Dell Technologies Inc. Disclosure Regarding Forward-Looking Statements

This communication contains “forward-looking statements” within the meaning of Section 27A of the Securities Act of 1933 and Section 21E of the Securities Exchange Act of 1934. The words “may,” “will,” “anticipate,” “estimate,” “expect,” “intend,” “plan,” “aim,” “seek,” and similar expressions as they relate to the Company or its management are intended to identify these forward-looking statements. All statements by the Company regarding its expected financial position, revenues, cash flows and other operating results, business strategy, legal proceedings, and similar matters are forward-looking statements. The expectations expressed or implied in these forward-looking statements may not turn out to be correct.
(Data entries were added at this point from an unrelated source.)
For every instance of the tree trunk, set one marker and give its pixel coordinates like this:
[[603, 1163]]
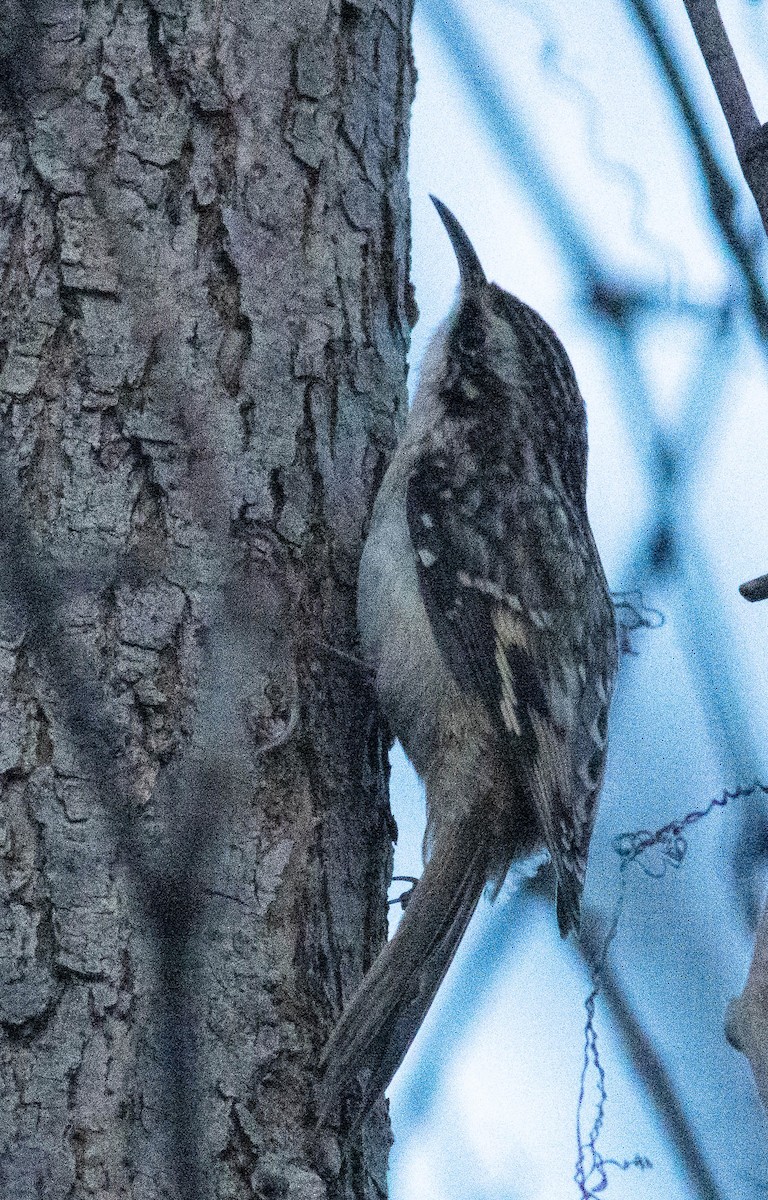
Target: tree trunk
[[203, 330]]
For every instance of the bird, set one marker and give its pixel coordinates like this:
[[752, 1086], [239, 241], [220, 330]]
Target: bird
[[485, 617]]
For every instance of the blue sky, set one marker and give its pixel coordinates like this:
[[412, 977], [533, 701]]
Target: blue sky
[[549, 131]]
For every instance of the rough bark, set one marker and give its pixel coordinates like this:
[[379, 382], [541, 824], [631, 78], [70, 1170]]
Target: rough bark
[[203, 327]]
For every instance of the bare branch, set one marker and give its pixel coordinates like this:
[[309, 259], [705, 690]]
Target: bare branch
[[749, 137], [747, 1018]]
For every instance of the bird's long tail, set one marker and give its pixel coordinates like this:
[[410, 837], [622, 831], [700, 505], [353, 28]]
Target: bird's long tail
[[382, 1020]]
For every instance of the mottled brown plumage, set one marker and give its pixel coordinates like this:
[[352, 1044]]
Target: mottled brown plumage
[[485, 613]]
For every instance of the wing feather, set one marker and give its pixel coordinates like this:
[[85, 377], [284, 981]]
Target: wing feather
[[517, 601]]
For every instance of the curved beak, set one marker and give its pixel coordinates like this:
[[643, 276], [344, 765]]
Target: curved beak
[[469, 269]]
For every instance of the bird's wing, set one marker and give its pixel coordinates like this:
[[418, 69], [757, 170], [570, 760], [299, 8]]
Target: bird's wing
[[517, 603]]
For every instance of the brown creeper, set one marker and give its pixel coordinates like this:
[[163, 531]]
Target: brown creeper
[[485, 615]]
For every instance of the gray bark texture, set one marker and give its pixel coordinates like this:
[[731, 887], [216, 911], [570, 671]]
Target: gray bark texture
[[204, 315]]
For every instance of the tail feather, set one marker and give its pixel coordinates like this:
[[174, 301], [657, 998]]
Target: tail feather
[[377, 1029]]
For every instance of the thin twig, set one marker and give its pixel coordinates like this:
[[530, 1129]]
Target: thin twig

The Company’s results could be materially different from its expectations because of various risks, including but not limited to: (i) the failure to consummate or delay in consummating the proposed transaction, including the failure to obtain the requisite stockholder approvals or the failure of VMware to pay the special dividend or any inability of the Company to pay the cash consideration to Class V holders; (ii) the risk as to the trading price of Class C common stock to be issued by the Company in the proposed transaction relative to the trading price of shares of Class V common stock and VMware, Inc. common stock; and (iii) the risks discussed in the “Risk Factors” section of the registration statement on Form S-4 (File No. 333-226618) that has been filed with the SEC and declared effective, the risks discussed in the “Update to Risk Factors” section of the supplement to the definitive proxy statement/prospectus that has been filed with the SEC, as well as the Company’s periodic and current reports filed with the SEC. Any forward-looking statement speaks only as of the date as of which such statement is made, and, except as required by law, the Company undertakes no obligation to update any forward-looking statement after the date as of which such statement was made, whether to reflect changes in circumstances or expectations, the occurrence of unanticipated events, or otherwise.